Friday, September 17, 2010

The little pig that couldn't

Back when I was in high school, I used to be a fairly strict libertarian. Over the years I've soften on that; however, every now and then I am reminded why I have libertarian leanings.

In Michigan, a boy with severe pet allergies and his family where not allowed to keep a small pig.

If someone can take care of the animal and its not a danger to others than why not let the poor kid have the pig? In fact, I wish more people kept chickens, goats and small farm animals as it is better for the enviroment, cheaper for use to produce food, and maintain our lawns and gardens.

If no one else's property or life is threatened than its really no business of the government to act this way.

And, in the end, don't you just feel bad for the kid and the pig?

Monday, September 13, 2010

Well that was fast

Yesterday, I wrote at length about how Russia was using anti-piracy measures against dissident political groups.

Now the very next day, Microsoft has come out against using such tactics. Essentially, once the American press (MSNBC and the New York Times) got wind of this it was corrected the very next day.

This is why the news media is very important to spreading political rights at home and around the globe. Public perception is a powerful weapon indeed. Russia will continue its slow march towards political freedom.

Sunday, September 12, 2010

Russia, Microsoft, and protesters

I recently read an article about how Russian may be using international copyright law as a way to disrupt opposition political organizations.

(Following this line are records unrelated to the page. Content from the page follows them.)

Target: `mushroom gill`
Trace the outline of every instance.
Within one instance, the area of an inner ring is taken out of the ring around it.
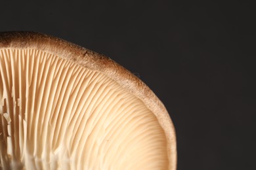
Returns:
[[[106,69],[114,61],[30,34],[0,38],[0,169],[175,169],[171,122],[152,92],[144,101],[130,73]]]

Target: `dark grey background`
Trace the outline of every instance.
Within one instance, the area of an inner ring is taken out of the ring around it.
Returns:
[[[0,31],[56,36],[139,76],[175,126],[178,169],[256,169],[255,12],[223,1],[9,1]]]

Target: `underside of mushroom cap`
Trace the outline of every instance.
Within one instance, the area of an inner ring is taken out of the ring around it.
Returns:
[[[0,33],[0,169],[175,169],[165,108],[110,59],[33,32]]]

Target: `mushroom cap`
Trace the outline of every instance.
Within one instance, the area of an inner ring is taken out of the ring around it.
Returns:
[[[176,169],[166,109],[111,59],[11,31],[0,33],[0,167]]]

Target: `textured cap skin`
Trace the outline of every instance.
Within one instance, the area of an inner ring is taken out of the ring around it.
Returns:
[[[61,39],[27,31],[0,33],[0,48],[38,49],[58,56],[92,71],[101,72],[140,99],[156,115],[167,142],[169,169],[177,168],[175,128],[161,101],[137,76],[111,59]]]

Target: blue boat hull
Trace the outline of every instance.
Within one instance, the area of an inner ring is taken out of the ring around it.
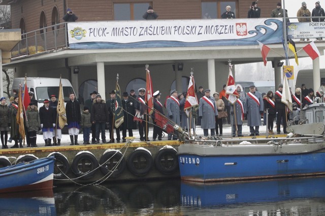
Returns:
[[[325,152],[209,156],[182,153],[179,163],[181,178],[194,182],[309,176],[325,174]]]
[[[53,187],[54,157],[0,168],[0,193]]]

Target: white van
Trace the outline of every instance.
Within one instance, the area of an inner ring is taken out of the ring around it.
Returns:
[[[45,99],[50,100],[50,97],[52,95],[55,95],[58,97],[60,79],[58,78],[47,77],[27,77],[27,88],[28,92],[34,93],[33,99],[37,100],[39,108],[43,106]],[[69,95],[71,93],[75,93],[72,85],[67,79],[61,79],[63,87],[64,102],[69,101]],[[18,91],[19,89],[19,83],[24,85],[25,77],[15,78],[12,84],[12,94],[14,90]],[[18,93],[18,92],[17,92]],[[64,103],[64,104],[66,103]]]

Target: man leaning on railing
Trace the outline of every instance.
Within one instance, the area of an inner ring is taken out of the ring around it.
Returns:
[[[310,11],[307,8],[307,4],[306,2],[303,2],[301,3],[301,8],[298,10],[298,12],[297,13],[297,16],[298,17],[298,21],[299,22],[311,22],[311,18],[308,18],[311,16]],[[302,18],[307,17],[307,18]],[[305,38],[301,38],[300,41],[303,41],[305,40]],[[307,38],[307,40],[309,40],[309,38]]]

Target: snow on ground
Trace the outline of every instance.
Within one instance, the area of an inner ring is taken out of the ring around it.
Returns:
[[[275,126],[275,124],[274,124],[274,126]],[[152,141],[152,127],[149,127],[149,139],[150,141]],[[283,134],[283,128],[281,128],[281,134]],[[273,128],[273,131],[276,132],[276,128]],[[196,126],[196,133],[197,136],[203,136],[203,129],[201,128],[201,126]],[[210,135],[210,130],[209,130],[209,135]],[[249,136],[249,127],[247,125],[247,123],[244,123],[244,124],[243,125],[242,128],[242,134],[244,136]],[[261,125],[259,126],[259,134],[261,135],[266,134],[266,126]],[[120,132],[121,134],[121,142],[122,141],[122,132]],[[224,124],[223,125],[222,128],[222,135],[223,137],[231,137],[232,134],[232,127],[230,124]],[[127,136],[128,135],[128,134],[126,134]],[[78,142],[79,144],[82,145],[83,143],[83,137],[82,134],[79,134],[78,137]],[[109,134],[108,131],[106,131],[106,140],[107,141],[110,140],[109,139]],[[8,137],[10,136],[10,135],[8,135]],[[136,140],[135,142],[140,142],[140,136],[139,135],[139,131],[138,129],[133,130],[133,136],[135,137]],[[100,137],[101,138],[101,136]],[[115,143],[116,142],[116,135],[115,134],[115,132],[114,131],[114,138],[115,139]],[[90,134],[90,140],[91,139],[91,134]],[[158,140],[158,139],[157,139]],[[162,138],[162,140],[167,140],[167,134],[165,133],[165,137]],[[67,146],[70,144],[70,137],[68,134],[62,134],[62,138],[61,139],[61,145],[63,146]],[[12,146],[14,144],[14,142],[13,141],[11,143],[8,142],[8,147],[10,147]],[[45,145],[44,142],[44,140],[43,139],[43,135],[37,135],[37,140],[36,144],[38,146],[44,146]]]

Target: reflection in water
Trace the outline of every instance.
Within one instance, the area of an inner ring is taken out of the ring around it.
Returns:
[[[193,209],[202,213],[214,209],[220,215],[323,215],[324,204],[324,177],[181,185],[185,214]]]
[[[54,203],[55,199],[55,203]],[[325,177],[198,184],[179,180],[0,195],[0,215],[324,215]]]

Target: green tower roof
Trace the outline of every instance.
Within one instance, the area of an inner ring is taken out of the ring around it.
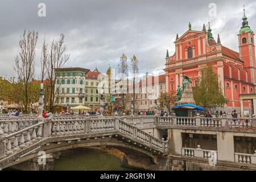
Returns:
[[[242,23],[242,27],[241,27],[240,31],[239,31],[239,34],[242,32],[251,32],[253,31],[250,28],[248,24],[248,21],[247,20],[247,17],[245,16],[245,9],[243,6],[243,16],[242,18],[243,22]]]

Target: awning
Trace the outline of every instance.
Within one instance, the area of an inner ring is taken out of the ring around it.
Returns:
[[[71,108],[70,108],[71,109],[73,109],[73,110],[80,110],[80,109],[84,109],[84,110],[92,110],[92,109],[90,109],[90,107],[80,105],[77,106],[76,107],[71,107]]]
[[[175,106],[172,107],[172,109],[178,109],[178,108],[181,108],[181,109],[192,109],[192,110],[204,110],[204,108],[200,106],[196,106],[193,104],[184,104],[180,105],[179,106]]]
[[[17,109],[19,107],[19,106],[16,104],[13,104],[5,106],[4,107],[7,109]]]

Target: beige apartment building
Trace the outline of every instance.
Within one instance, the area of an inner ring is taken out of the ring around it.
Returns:
[[[56,89],[59,92],[57,105],[61,108],[82,105],[92,110],[99,108],[97,68],[94,71],[82,68],[62,68],[57,71]],[[63,109],[62,109],[63,110]]]

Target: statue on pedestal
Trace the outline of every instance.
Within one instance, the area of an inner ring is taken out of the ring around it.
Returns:
[[[177,95],[177,102],[179,100],[180,100],[180,98],[181,98],[181,92],[180,92],[180,85],[178,85],[176,94]]]
[[[185,84],[189,82],[191,83],[191,81],[190,81],[190,78],[189,77],[187,76],[185,74],[182,76],[185,80],[182,82],[182,93],[184,92],[184,90],[185,89]]]

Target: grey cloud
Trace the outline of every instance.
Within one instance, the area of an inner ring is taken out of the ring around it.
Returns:
[[[105,72],[109,64],[117,68],[123,53],[128,60],[135,55],[139,71],[161,71],[166,49],[175,51],[176,34],[180,36],[191,22],[193,30],[207,23],[208,5],[217,5],[216,17],[210,17],[214,38],[238,50],[237,34],[242,23],[242,5],[253,30],[256,28],[256,4],[250,1],[68,1],[2,0],[0,6],[0,72],[15,74],[13,65],[18,53],[19,35],[24,28],[39,32],[36,69],[40,71],[40,47],[64,33],[70,60],[66,66],[82,67]],[[39,17],[38,5],[46,5],[47,16]],[[221,24],[217,24],[221,22]],[[214,27],[220,28],[217,30]],[[130,65],[129,65],[130,66]],[[38,76],[38,75],[37,76]]]

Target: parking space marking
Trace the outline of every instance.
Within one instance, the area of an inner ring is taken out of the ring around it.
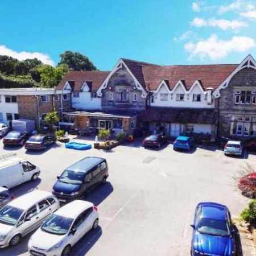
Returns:
[[[136,193],[135,193],[133,196],[130,197],[130,199],[126,201],[126,203],[114,214],[114,216],[109,220],[109,221],[108,221],[106,224],[104,225],[102,227],[102,229],[105,228],[109,223],[110,223],[118,215],[118,214],[123,210],[123,209],[125,208],[125,207],[141,192],[141,191],[142,189],[143,188],[141,188],[139,190],[138,190]]]

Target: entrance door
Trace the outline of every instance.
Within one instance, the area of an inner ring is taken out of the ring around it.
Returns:
[[[171,136],[177,137],[180,135],[180,125],[179,123],[171,123]]]

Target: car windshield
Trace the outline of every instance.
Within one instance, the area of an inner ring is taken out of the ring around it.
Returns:
[[[177,139],[176,141],[178,144],[187,144],[188,143],[187,141],[183,141],[181,139]]]
[[[32,136],[30,138],[28,142],[40,142],[43,141],[43,136]]]
[[[61,236],[67,234],[73,219],[60,215],[52,214],[41,226],[41,229],[47,233]]]
[[[68,183],[81,184],[84,180],[85,176],[85,174],[82,172],[65,170],[60,175],[59,180]]]
[[[225,221],[202,218],[198,224],[197,231],[205,234],[215,236],[229,236],[229,230]]]
[[[156,135],[151,135],[146,139],[147,141],[156,141],[158,137]]]
[[[228,147],[233,147],[234,148],[239,148],[240,147],[240,145],[238,144],[228,144],[226,146]]]
[[[0,210],[0,223],[14,226],[24,210],[6,205]]]
[[[9,133],[5,138],[6,139],[18,139],[20,135],[20,133]]]

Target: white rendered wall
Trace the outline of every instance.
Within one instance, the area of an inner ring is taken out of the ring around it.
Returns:
[[[153,93],[154,102],[151,103],[151,105],[152,106],[169,108],[214,108],[214,101],[212,101],[212,104],[210,105],[207,104],[205,93],[205,92],[203,91],[199,85],[197,85],[189,92],[180,85],[173,91],[170,91],[167,87],[162,85],[156,93]],[[168,101],[161,101],[160,93],[168,93]],[[184,101],[176,101],[177,94],[184,94]],[[193,101],[193,94],[200,94],[201,101]]]

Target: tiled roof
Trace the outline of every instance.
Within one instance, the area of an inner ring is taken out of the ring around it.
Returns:
[[[237,66],[237,64],[144,65],[142,71],[147,89],[150,90],[156,90],[163,80],[168,81],[167,84],[171,89],[179,80],[183,80],[187,90],[199,80],[205,89],[207,87],[217,88]]]
[[[141,112],[141,121],[215,124],[217,115],[214,109],[151,107]]]
[[[109,74],[109,71],[70,71],[60,82],[57,86],[57,90],[63,89],[65,82],[71,81],[73,85],[75,82],[73,90],[81,90],[82,84],[85,81],[88,82],[92,92],[96,92]]]
[[[152,67],[157,67],[157,65],[147,63],[146,62],[137,61],[122,58],[121,59],[131,71],[133,75],[136,77],[136,79],[141,84],[141,86],[146,89],[146,84],[142,71],[142,67],[144,66],[152,66]]]

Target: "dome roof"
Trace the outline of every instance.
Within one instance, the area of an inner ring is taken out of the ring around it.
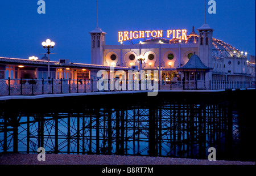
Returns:
[[[48,57],[46,56],[46,54],[44,54],[44,56],[42,57],[40,60],[48,61]]]
[[[201,27],[200,27],[200,28],[197,28],[197,30],[213,30],[213,28],[212,28],[211,27],[210,27],[210,26],[209,25],[209,24],[204,24],[202,25]]]
[[[100,28],[96,28],[94,30],[89,32],[89,33],[106,33],[106,32],[102,31]]]
[[[209,70],[212,68],[207,67],[202,62],[199,57],[194,53],[194,54],[191,56],[188,62],[183,67],[180,67],[180,69],[202,69]]]

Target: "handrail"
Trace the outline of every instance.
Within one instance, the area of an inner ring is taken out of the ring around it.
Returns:
[[[118,83],[119,81],[119,83]],[[0,96],[144,90],[218,90],[255,88],[255,81],[10,79],[0,79]]]

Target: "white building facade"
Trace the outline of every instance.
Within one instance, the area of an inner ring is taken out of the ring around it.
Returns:
[[[255,60],[249,62],[246,52],[213,37],[214,30],[207,24],[197,30],[198,35],[193,27],[187,40],[151,37],[134,45],[105,45],[106,33],[96,28],[89,32],[92,64],[151,70],[158,70],[160,65],[161,80],[172,80],[175,77],[181,80],[184,75],[176,70],[195,53],[206,66],[213,68],[205,80],[255,80],[255,72],[251,71],[253,68],[255,70]],[[142,64],[138,60],[141,57]]]

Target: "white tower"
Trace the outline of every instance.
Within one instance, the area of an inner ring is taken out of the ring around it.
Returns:
[[[204,64],[210,68],[212,68],[212,34],[213,29],[209,24],[204,24],[197,29],[199,31],[199,56]],[[207,83],[212,80],[212,72],[209,72],[205,75],[205,81]],[[209,85],[207,84],[207,88]]]
[[[103,65],[103,46],[105,45],[105,36],[98,27],[98,3],[97,2],[97,28],[89,32],[91,36],[92,64]]]
[[[212,67],[212,33],[213,29],[207,24],[197,29],[199,31],[199,56],[205,66]]]

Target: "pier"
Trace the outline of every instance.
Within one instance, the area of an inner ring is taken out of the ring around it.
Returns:
[[[254,95],[245,88],[14,96],[0,101],[0,152],[42,147],[47,153],[205,159],[213,147],[219,159],[251,160],[247,150],[237,150],[251,141],[255,102],[243,100]]]

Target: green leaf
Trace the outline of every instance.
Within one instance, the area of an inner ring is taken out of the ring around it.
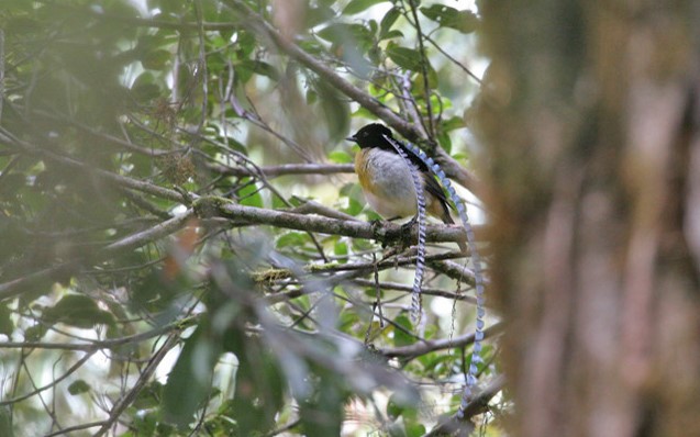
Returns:
[[[393,23],[401,16],[401,11],[398,8],[391,8],[387,13],[384,14],[381,22],[379,22],[379,37],[384,38],[384,36],[389,32]]]
[[[171,58],[173,55],[168,51],[154,51],[142,56],[141,64],[148,70],[162,70]]]
[[[471,11],[459,11],[444,4],[432,4],[421,8],[423,15],[440,23],[443,27],[451,27],[462,33],[476,31],[479,19]]]
[[[353,15],[359,13],[375,4],[387,2],[388,0],[352,0],[343,9],[343,15]]]
[[[203,326],[200,325],[185,340],[180,356],[163,389],[163,418],[180,427],[195,421],[195,413],[211,392],[211,378],[220,348],[204,335]]]
[[[8,337],[12,335],[14,330],[14,323],[12,323],[12,313],[8,305],[0,305],[0,334],[4,334]]]
[[[401,47],[393,43],[387,45],[387,56],[396,65],[411,71],[420,71],[423,57],[421,53],[413,48]]]
[[[68,385],[68,393],[73,394],[74,396],[76,394],[87,393],[90,390],[91,390],[90,384],[88,384],[81,379],[74,381],[70,385]]]
[[[64,296],[56,305],[44,310],[43,318],[48,324],[65,323],[80,328],[114,324],[112,313],[100,310],[97,303],[85,294]]]
[[[415,343],[414,337],[409,334],[413,332],[413,324],[405,314],[400,314],[393,322],[403,327],[403,329],[393,328],[393,346],[409,346]]]
[[[244,187],[237,191],[238,202],[244,206],[263,208],[263,195],[257,184],[249,182],[247,178],[243,182]]]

I have also been keeping track on Medvedev's efforts to modernize Russia (which is needed very badly).

(Just as a note the idea of Russia enforcing copyright law is hilarious. I've been to the faux Disneyland ins St. Petersburg. It is just way too obvious.)

The problem with Russian politics in general is that it tries to blend two mutually exclusive things. Russia gets away with doing this by saying "Well this is Russia and we are different from you."

Point taken, Russia is very different (I love the country and hope to go back). However, you can't have a democracy (aka nobody lives in a democracy its called a republic) without having a way of organizing, protesting, and meeting publicly. Russia is not against freedom of speech necessarily, I didn't feel like I had to watch what I said when I was over there, but they don't like people saying things in groups or newspapers.

Reason why is because United Russia, pro-government political party, is the freaking government. Russia is a one party state. Elections are really just a formality and more represent a coronation. Still it would be wrong to compare Russia to say Saudi Arabia, North Korea, or Iran. There is some freedom in Russia. In fact, modern Russians have way more freedom than their ancestors could have dreamed.

Unfortunately, in the west we lump Russia with the axis of evil out of nostalgia for the Cold War. The biggest misfortune however is the west biggest asset in changing Russia to a freer state is actually helping the Russian government. Russians want an American lifestyle (just not the politics) our corporations have a duty to say "to have an American lifestyle you have to be a free country." Yet, Microsoft sits back and lets Russia (allegedly) abuse its citizens.

Luckily, we in America have freedom of assembly and freedom of the press so Americans can put pressure on Microsoft to help Russian political groups. Russia will gradually modernize and get freer, it has to to survive, our only question is how long do we want to wait?